Meer dan de helft van de ziekmeldingen door werknemers hebben niet te maken met ziekte maar hebben te maken met het feit dat een werknemer ontevreden of ongelukkig is over de situatie op het werk. De werknemer is bijvoorbeeld kritisch aangesproken op zijn functioneren en is het hier niet mee eens of heeft “gedoe” met de leidinggevende of met collega’s. Het is aan de bedrijfsarts om te beoordelen of er daadwerkelijk sprake is van ziekte van de werknemer en of de werknemer recht heeft op doorbetaling van het loon.

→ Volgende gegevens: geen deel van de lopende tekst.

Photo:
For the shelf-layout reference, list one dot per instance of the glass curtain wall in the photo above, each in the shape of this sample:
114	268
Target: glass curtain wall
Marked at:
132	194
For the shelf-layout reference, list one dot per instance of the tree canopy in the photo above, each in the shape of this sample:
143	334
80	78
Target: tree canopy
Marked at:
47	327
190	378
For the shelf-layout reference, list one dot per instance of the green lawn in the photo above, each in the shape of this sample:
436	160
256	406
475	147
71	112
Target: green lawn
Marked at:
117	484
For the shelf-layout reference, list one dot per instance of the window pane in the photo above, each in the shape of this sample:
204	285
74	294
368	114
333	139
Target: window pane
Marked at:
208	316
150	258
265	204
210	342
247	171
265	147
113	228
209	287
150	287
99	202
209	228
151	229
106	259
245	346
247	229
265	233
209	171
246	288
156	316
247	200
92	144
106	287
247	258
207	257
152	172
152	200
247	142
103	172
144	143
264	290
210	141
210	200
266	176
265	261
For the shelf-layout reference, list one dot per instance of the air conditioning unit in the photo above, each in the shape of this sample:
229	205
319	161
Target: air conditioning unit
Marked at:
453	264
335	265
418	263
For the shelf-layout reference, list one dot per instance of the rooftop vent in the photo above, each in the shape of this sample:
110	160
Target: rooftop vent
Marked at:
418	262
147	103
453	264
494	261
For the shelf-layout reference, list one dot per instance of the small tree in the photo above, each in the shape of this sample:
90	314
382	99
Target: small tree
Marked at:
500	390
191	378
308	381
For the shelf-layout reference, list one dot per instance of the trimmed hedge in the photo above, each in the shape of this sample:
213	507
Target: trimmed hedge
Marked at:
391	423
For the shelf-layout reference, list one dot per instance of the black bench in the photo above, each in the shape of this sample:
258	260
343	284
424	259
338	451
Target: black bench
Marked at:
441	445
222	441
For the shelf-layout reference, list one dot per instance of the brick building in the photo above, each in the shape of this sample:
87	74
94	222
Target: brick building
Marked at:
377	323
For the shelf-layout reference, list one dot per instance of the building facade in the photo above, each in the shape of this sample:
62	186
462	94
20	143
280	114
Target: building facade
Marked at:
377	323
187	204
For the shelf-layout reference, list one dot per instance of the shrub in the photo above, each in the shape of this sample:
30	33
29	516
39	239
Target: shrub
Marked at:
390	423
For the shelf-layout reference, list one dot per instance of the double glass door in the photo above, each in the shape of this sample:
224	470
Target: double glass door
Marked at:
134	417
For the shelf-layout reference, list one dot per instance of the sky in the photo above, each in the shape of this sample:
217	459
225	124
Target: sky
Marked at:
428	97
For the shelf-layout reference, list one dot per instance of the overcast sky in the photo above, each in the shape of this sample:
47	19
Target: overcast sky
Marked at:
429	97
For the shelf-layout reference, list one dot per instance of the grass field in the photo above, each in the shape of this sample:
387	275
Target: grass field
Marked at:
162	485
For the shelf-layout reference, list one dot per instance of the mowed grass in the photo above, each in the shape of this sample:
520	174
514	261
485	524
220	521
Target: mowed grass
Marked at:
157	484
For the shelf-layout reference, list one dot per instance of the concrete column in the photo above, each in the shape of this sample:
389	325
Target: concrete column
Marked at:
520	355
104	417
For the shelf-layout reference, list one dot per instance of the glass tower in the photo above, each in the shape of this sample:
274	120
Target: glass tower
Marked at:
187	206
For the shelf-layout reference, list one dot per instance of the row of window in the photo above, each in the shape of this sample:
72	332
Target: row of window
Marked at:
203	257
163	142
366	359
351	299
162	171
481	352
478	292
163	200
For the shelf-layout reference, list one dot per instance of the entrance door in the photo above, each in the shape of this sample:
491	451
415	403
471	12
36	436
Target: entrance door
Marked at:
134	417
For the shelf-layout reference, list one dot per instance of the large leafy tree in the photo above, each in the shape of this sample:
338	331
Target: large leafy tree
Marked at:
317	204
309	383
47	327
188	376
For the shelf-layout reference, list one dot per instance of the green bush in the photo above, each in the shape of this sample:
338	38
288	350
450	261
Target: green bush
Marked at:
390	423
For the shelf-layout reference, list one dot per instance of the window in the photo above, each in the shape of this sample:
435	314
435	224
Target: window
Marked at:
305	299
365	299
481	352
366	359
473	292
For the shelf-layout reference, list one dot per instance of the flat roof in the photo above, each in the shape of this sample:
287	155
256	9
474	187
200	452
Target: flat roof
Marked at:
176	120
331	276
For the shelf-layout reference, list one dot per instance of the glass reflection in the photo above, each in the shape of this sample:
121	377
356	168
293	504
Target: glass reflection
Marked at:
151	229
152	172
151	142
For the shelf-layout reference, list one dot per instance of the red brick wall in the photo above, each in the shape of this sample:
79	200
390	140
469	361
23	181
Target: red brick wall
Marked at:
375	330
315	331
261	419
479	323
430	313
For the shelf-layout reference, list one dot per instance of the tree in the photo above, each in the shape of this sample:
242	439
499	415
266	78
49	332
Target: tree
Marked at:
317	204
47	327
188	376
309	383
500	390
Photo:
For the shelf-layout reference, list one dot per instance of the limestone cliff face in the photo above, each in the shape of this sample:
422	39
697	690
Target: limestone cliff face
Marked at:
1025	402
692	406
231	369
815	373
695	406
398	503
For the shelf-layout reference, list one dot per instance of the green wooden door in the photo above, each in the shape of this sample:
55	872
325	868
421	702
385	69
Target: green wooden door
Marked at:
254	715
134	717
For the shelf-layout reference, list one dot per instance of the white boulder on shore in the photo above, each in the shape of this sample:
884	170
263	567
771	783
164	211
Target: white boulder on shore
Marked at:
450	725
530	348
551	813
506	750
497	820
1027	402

Indien de werknemer volgens de bedrijfsarts niet ziek is, kan het toch zijn dat de werknemer recht heeft op doorbetaling van zijn loon vanwege de omstandigheden op het werk. Dit wordt situatieve arbeidsongeschiktheid genoemd. De bedrijfsarts zal in dat geval adviseren dat de werkgever en werknemer (eventueel onder leiding van een mediator) met elkaar in gesprek gaan. Als deze gesprekken niet leiden tot een oplossing van de situatie, is een einde van de arbeidsovereenkomst van de werknemer onvermijdelijk. Onze advocaat arbeidsrecht kan u adviseren en bijstaan in deze situatie.
Indien de werknemer langer dan 104 weken ziek is en het UWV heeft geoordeeld dat de werkgever voldoende heeft gedaan aan re-integratie, bestaat er de mogelijkheid om de arbeidsovereenkomst van de werknemer te beëindigen. Dit kan in overleg met de werknemer door het sluiten van een vaststellingsovereenkomst. Mocht de werknemer hieraan niet mee willen werken, dan kunt u als werkgever ook het UWV vragen om toestemming te verlenen om de arbeidsovereenkomst op te zeggen. Bij de beëindiging (ook via een vaststellingsovereenkomst) heeft de zieke werknemer recht op de transitievergoeding. Als werkgever kunt u de betaalde transitievergoeding vergoed krijgen via het UWV.